Harry Earnshaw OBE (25 March 1891[1][2] – 2 April 1977) was a British trade union leader who served as Chair of the Labour Party.

Earnshaw was born in Blackburn to Haworth and Alexandra Earnshaw, who worked in the cotton mills.[3] He became active in the Amalgamated Association of Beamers, Twisters and Drawers (Hand and Machine), a small cotton industry trade union based in Lancashire, and was elected as its general secretary in 1940. As its only full-time employee, he acted as its first point of contact, as well as leading the union and representing it on external bodies.[4]
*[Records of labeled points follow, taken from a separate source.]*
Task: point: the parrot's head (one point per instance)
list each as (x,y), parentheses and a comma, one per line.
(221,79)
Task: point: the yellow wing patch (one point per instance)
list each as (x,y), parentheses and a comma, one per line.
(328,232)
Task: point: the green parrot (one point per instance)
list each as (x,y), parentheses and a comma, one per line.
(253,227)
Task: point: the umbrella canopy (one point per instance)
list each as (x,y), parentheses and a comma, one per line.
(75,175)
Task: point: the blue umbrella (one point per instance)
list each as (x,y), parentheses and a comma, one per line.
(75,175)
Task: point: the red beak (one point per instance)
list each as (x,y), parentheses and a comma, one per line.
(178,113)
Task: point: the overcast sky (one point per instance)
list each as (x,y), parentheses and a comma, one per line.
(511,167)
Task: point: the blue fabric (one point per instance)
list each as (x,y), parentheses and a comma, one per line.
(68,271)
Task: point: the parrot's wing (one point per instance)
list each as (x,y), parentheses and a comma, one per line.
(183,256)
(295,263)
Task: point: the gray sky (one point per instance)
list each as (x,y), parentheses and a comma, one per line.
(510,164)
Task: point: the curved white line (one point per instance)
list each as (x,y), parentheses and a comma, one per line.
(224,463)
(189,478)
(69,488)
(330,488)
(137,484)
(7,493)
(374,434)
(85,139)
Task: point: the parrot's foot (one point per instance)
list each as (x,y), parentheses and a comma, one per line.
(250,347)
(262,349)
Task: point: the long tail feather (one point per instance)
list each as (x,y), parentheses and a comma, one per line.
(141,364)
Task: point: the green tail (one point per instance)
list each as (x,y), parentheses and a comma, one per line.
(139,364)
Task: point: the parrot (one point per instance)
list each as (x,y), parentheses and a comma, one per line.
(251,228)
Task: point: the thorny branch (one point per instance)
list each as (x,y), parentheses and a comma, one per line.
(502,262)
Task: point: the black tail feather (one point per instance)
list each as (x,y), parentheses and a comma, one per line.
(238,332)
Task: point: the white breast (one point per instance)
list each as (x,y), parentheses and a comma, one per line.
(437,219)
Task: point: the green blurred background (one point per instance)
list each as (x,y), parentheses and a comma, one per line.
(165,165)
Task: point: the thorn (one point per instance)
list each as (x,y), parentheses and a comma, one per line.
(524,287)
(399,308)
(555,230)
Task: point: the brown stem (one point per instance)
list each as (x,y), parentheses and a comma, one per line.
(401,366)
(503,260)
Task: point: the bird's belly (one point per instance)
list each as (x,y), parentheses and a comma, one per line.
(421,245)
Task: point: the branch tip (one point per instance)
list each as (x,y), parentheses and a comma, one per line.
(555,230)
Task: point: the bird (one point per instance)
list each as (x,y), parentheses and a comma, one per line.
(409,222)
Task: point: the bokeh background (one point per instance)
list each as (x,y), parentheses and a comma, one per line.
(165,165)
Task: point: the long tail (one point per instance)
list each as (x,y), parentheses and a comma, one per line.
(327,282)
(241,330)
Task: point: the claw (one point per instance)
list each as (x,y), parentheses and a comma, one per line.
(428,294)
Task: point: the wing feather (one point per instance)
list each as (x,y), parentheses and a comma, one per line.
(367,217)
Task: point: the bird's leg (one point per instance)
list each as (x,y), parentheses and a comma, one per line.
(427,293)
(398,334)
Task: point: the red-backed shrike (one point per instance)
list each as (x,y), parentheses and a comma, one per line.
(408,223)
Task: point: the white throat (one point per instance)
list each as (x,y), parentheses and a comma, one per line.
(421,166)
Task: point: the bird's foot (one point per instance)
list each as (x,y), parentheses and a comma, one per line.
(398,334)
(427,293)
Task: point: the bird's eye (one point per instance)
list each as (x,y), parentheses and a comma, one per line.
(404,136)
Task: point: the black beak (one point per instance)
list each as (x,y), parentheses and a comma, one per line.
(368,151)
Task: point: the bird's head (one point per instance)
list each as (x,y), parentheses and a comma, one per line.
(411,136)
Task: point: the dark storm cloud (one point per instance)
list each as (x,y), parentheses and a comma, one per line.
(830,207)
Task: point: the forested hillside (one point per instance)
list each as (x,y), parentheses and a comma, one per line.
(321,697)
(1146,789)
The Beamers were affiliated to the United Textile Factory Workers' Association (UTFWA), and Earnshaw served on its executive for many years. Raymond Streat considered him to be one of the more militant members of the executive, tending to side with Archie Robertson against the more moderate approach of Alfred Roberts.[5]

Earnshaw achieved greatest prominence through his connection with the Labour Party. From 1942 until 1962, he served on the party's National Executive Committee, as the nominee of the UTFWA, and in 1951 he was elected as Chair of the Labour Party.[6] The Observer described him as "serious and diffident, sometimes wrong but always quite selfless, quiet, friendly and charitable... an impressive symbol of all the simple, decent people who believe in the party's mission".[4] In 1947, Earnshaw travelled to Rome with Denis Healey to represent the Labour Party at the annual congress of the Italian Socialist Party. While there, they visited Pope Pius XII. Healey recorded that the Pope told Earnshaw, "you must recognise that you carry a great responsibility", to which Earnshaw responded "aye, Pope, and so do you".[7]

In 1951, Earnshaw was appointed as the General Secretary of the General Federation of Trade Unions, to take up the role the following year, when his sting as Chair of the Labour Party ended. However, he was unable to find affordable accommodation in London, and so withdrew before taking up the post.[8]

Earnshaw was appointed an Officer of the Order of the British Empire (OBE) in the 1953 Coronation Honours.[9]

References

  1. 1939 England and Wales Register
  2. Lancashire, England, Church of England Births and Baptisms, 1813-1911
  3. 1891 England Census
  4. "Harry Earnshaw a symbol". The Observer. 28 September 1952.
  5. Streat, Raymond (1987). Lancashire and Whitehall: The Diary of Sir Raymond Streat. Vol. 2. Manchester: Manchester University Press. p. 389. ISBN 0719023912.
  6. "Obituaries: Harry Earnshaw". Report of the Annual Conference of the Labour Party: 78. 1977.
  7. Healey, Denis (1980). Healey's eye: a photographic memoir. Cape. p. 22. ISBN 0224017934.
  8. Prochaska, Alice (1982). History of the General Federation of Trade Unions 1899-1980. London: George Allen & Unwin. p. 219.
  9. "No. 39863". The London Gazette (Supplement). 26 May 1953. p. 2958.